– А ты знаешь... – сказал Льюис тихо и спокойно, и это заставило меня прислушиваться к его словам более внимательно, хотя я оставлял за собой право перестать слушать, если то, чему он придавал такое значение, окажется для меня все-таки неинтересным. – На этих холмах живут люди, которые еще поют песни, не записанные ни одним собирателем на пленку. Я даже видел там у одного семейства настоящий дульцимер – это такой инструмент, вроде цимбал, с тремя или четырьмя струнами; его кладут на колени и играют на нем молоточками или как на гитаре, пощипывая.
– Ну и что из этого?
– Может быть, ничего, а может – кое-что.
– Пускай этим интересуется Дрю, – сказал я. – И знаешь что, Лью? Если бы эти твои ребята с холмов, со всеми своими песнями и как их там – дульцимерами – спустились с гор и повели нас к новым небесам и к новому раю на земле, мне было бы на все это начхать. Я человек, живущий только сегодняшним днем. И мне кажется, я всегда был таким. Я ничего особенно не представляю из себя ни как художник рекламы, ни как стрелок из лука... Меня прежде всего интересует скольжение.

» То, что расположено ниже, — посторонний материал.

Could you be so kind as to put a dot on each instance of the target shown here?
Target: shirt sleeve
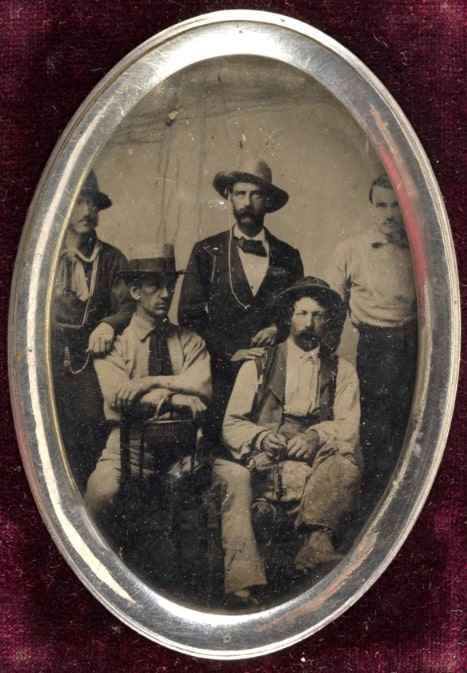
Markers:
(112, 374)
(240, 434)
(337, 275)
(120, 301)
(345, 425)
(194, 377)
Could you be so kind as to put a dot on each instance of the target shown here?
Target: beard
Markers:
(307, 341)
(248, 217)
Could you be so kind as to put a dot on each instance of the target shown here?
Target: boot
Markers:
(318, 549)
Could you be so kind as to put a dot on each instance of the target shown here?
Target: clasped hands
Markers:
(141, 391)
(302, 446)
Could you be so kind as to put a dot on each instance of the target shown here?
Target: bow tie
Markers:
(251, 247)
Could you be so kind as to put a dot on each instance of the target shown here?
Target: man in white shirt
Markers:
(291, 426)
(374, 276)
(153, 365)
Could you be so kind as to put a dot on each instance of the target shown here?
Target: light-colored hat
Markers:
(90, 190)
(315, 288)
(160, 260)
(257, 172)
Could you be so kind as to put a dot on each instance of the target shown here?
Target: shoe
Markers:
(316, 551)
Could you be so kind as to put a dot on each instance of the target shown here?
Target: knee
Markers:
(233, 480)
(100, 493)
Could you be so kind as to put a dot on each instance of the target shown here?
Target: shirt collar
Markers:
(142, 326)
(298, 354)
(377, 239)
(261, 236)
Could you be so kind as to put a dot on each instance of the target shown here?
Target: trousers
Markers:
(329, 492)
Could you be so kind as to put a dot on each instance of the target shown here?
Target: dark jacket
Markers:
(216, 300)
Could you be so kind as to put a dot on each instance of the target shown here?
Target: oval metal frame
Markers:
(204, 634)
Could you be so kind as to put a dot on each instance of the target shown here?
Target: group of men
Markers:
(253, 359)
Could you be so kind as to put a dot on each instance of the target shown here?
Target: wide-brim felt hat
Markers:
(90, 190)
(160, 262)
(258, 173)
(315, 288)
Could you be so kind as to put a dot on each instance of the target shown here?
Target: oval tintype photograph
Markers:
(234, 335)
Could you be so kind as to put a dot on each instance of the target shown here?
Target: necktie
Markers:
(159, 359)
(251, 247)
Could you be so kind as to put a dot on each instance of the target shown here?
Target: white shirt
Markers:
(302, 381)
(254, 266)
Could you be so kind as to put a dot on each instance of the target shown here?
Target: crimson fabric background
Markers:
(52, 54)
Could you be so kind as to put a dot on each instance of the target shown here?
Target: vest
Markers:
(268, 407)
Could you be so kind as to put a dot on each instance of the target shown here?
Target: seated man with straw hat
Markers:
(153, 364)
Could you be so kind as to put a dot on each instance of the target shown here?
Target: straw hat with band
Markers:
(258, 173)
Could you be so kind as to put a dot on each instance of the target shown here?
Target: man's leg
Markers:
(243, 565)
(331, 493)
(104, 484)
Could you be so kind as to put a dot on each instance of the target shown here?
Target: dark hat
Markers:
(315, 288)
(161, 261)
(257, 172)
(90, 190)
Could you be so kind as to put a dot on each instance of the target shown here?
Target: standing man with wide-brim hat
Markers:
(233, 278)
(91, 304)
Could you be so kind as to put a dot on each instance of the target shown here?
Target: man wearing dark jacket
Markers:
(233, 278)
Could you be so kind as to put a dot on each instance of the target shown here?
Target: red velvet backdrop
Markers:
(53, 52)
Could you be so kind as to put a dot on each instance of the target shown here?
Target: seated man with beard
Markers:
(291, 426)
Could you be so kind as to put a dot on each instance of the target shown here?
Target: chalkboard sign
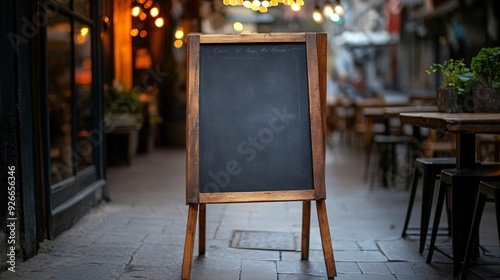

Ты понимаешь, что я имею в виду?
– Нет. Ты хочешь, чтобы я догадался?
– Можешь не напрягаться, я сам скажу тебе. Скольжение – это когда в жизни все движется с наименьшим трением... Нет, не так: скольжение – это способ жизни, это жизнь с минимальным трением. Трюк заключается в том, чтобы найти себе в жизни скромное занятие, которое тебе под силу, а потом все время смазывать его. Со всех сторон. Чтоб все скользило как по маслу.
– Но в твоем скольжении нет места безрассудству! Ты считаешь что в жизни без него можно обойтись?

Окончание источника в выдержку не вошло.